Transversalement, nous demandons l’application de la loi EGalim à la viticulture, une réelle lutte contre la concurrence déloyale et la fin des importations massives (notamment de vins espagnols ou italiens dans le Bordelais alors que nos stocks s’accumulent), l’assouplissement des réglementations en matière de produits phytosanitaires, des solutions sur l’arrachage et la distillation, la fin de la diabolisation du vin et des politiques anti-alcool mal ajustées ainsi qu’un fort soutien à l’export. Il est temps de mettre un terme à la stigmatisation des viticulteurs, à la culpabilisation des consommateurs et aux positions ambivalentes d’un ministère de l’Agriculture qui prétend défendre la viticulture et d’un ministère de la Santé qui soutient le « Dry January » sans nuances.
Enfin, j’ai en septembre de nouveau échangé avec le collectif Viti 33 au Pian-sur-Garonne et des vignerons à bout, qui, désœuvrés et abattus, clament : « ce n’est pas un paysan qui se suicide, c’est un paysan qu’on assassine ». Las d’entendre à chaque Salon de l’agriculture les mêmes annonces suivies des mêmes désillusions, cellule de crise après cellule de crise, les professionnels continuent de déplorer la persistance des doubles-discours.
Les agriculteurs de France méritent la considération qu’ils demandent, et les viticulteurs notamment de la Gironde viennent de recevoir une nouvelle cause de consternation avec cet événement.
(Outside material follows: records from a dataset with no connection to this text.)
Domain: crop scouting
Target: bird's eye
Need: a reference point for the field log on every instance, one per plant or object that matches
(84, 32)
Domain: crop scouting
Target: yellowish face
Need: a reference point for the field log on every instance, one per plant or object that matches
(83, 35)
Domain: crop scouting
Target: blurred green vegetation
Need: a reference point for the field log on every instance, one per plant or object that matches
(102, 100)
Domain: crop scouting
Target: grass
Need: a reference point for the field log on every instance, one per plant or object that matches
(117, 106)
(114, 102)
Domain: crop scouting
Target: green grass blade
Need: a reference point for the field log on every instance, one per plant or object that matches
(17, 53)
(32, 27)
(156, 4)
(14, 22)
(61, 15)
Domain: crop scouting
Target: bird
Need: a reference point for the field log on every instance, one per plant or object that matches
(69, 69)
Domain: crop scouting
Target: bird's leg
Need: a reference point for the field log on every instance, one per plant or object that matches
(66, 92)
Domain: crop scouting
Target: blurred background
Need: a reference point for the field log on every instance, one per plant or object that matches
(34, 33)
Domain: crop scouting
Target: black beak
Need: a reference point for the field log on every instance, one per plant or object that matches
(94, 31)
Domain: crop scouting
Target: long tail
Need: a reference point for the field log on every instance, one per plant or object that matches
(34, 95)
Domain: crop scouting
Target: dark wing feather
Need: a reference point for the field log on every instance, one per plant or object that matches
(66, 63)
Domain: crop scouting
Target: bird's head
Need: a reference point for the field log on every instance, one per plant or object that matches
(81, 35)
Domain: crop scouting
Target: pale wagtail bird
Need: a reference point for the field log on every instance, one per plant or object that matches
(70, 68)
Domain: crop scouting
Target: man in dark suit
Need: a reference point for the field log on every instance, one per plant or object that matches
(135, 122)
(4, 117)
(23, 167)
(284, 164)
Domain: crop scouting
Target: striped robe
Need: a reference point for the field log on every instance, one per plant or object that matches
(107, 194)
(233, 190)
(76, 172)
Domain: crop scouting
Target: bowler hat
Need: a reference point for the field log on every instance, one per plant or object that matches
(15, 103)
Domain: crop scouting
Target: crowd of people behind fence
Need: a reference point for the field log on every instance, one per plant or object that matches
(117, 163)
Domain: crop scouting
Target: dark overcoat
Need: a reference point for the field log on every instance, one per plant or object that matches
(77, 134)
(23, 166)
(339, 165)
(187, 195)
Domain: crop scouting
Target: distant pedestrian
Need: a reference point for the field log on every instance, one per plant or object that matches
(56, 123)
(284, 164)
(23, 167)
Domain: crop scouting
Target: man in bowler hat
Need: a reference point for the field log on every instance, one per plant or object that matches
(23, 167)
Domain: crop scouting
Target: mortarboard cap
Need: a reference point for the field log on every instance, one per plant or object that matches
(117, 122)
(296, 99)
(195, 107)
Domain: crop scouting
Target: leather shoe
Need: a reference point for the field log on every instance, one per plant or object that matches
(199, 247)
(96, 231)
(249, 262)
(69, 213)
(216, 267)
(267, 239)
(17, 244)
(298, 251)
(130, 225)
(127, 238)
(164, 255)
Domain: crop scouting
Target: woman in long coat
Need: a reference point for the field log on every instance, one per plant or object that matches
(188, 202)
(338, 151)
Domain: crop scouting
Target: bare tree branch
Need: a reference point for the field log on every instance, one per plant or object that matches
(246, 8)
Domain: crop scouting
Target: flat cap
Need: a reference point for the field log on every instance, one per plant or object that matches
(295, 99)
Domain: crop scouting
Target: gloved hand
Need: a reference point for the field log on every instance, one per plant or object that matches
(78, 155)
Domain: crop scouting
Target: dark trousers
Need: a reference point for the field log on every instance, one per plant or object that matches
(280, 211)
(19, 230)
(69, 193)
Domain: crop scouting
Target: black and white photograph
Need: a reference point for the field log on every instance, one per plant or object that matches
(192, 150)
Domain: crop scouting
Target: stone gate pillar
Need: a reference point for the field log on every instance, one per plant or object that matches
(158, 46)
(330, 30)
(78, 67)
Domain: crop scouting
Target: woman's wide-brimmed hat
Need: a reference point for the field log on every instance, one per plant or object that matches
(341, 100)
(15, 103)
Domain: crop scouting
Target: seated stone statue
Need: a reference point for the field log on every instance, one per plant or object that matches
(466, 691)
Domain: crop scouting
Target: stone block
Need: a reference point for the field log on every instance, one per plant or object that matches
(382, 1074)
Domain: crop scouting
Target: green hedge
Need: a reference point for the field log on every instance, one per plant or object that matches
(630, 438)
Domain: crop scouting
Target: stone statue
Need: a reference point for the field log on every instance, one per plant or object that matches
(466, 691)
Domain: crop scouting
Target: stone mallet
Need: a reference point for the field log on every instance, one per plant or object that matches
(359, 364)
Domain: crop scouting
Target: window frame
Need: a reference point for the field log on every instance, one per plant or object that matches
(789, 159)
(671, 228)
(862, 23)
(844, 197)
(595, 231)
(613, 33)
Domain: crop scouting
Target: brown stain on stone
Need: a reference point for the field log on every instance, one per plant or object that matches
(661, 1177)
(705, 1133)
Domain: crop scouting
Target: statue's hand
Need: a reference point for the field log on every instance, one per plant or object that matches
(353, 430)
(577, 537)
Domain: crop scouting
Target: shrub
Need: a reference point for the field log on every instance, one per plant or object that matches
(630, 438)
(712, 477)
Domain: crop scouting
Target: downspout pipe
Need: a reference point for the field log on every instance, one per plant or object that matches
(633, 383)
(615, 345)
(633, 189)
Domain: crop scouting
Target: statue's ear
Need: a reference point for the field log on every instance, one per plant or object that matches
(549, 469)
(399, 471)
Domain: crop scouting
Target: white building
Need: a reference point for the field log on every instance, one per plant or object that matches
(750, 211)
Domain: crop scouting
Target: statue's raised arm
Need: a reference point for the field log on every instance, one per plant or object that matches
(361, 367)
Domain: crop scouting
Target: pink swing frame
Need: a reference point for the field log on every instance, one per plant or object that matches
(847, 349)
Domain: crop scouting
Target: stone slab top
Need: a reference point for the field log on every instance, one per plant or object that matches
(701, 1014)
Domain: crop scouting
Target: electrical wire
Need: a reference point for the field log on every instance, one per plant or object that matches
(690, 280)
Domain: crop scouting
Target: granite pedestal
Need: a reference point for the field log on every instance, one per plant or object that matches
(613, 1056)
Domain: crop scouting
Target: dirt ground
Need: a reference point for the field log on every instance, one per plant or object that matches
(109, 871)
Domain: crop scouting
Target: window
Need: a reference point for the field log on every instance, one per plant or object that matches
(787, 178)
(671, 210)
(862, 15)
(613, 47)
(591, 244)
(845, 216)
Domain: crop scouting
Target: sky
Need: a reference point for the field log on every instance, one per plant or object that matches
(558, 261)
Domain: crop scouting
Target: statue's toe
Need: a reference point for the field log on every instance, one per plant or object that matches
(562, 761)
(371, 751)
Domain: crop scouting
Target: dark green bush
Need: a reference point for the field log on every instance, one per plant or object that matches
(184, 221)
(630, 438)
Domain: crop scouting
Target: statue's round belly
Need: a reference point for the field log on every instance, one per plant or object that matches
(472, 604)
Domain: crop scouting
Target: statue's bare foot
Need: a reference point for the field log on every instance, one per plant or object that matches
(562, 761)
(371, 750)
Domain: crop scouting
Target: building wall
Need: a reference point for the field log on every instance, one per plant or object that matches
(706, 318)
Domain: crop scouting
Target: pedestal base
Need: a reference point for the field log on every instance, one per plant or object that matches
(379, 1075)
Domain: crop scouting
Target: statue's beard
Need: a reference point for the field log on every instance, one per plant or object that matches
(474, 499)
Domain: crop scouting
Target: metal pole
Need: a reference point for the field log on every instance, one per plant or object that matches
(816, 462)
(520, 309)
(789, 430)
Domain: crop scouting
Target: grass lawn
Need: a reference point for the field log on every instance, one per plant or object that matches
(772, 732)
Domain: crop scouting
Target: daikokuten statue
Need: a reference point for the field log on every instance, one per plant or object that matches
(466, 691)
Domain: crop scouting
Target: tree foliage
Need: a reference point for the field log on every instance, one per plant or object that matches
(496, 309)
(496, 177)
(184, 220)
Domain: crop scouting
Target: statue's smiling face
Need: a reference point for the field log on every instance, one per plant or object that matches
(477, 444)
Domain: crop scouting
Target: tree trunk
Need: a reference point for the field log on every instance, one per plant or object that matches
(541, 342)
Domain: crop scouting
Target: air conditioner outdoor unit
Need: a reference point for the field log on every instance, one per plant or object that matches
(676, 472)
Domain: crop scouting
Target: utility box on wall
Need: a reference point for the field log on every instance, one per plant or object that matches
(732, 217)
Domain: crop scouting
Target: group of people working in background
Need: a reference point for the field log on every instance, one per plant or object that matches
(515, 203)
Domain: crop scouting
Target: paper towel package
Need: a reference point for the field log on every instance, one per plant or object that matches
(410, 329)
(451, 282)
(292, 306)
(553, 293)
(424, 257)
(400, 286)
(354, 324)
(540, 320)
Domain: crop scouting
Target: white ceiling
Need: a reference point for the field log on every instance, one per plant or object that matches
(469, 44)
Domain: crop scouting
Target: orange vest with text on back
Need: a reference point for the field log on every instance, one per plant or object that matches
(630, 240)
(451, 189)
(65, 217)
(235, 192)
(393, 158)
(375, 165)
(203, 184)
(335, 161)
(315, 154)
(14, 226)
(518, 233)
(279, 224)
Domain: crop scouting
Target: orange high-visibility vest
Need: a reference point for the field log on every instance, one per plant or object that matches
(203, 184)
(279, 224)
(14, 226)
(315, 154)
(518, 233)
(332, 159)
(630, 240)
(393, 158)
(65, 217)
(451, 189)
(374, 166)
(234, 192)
C’est pourquoi je prends soin de vous alerter sur l’intensité de la crise autant morale que matérielle qui noircit la vigne française, et qui n’est encore une fois pas une fatalité, mais la conséquence naturelle d’une suite de renoncements, d’assauts contre nos traditions et de décisions inopportunes.
Nos vignerons attendent de la reconnaissance et des mesures concrètes, et j’espère que vous saurez leur proposer les deux dans un prompt délai.
Enfin, je vous prie de bien vouloir recevoir, Monsieur le Président, l’expression de ma plus haute considération.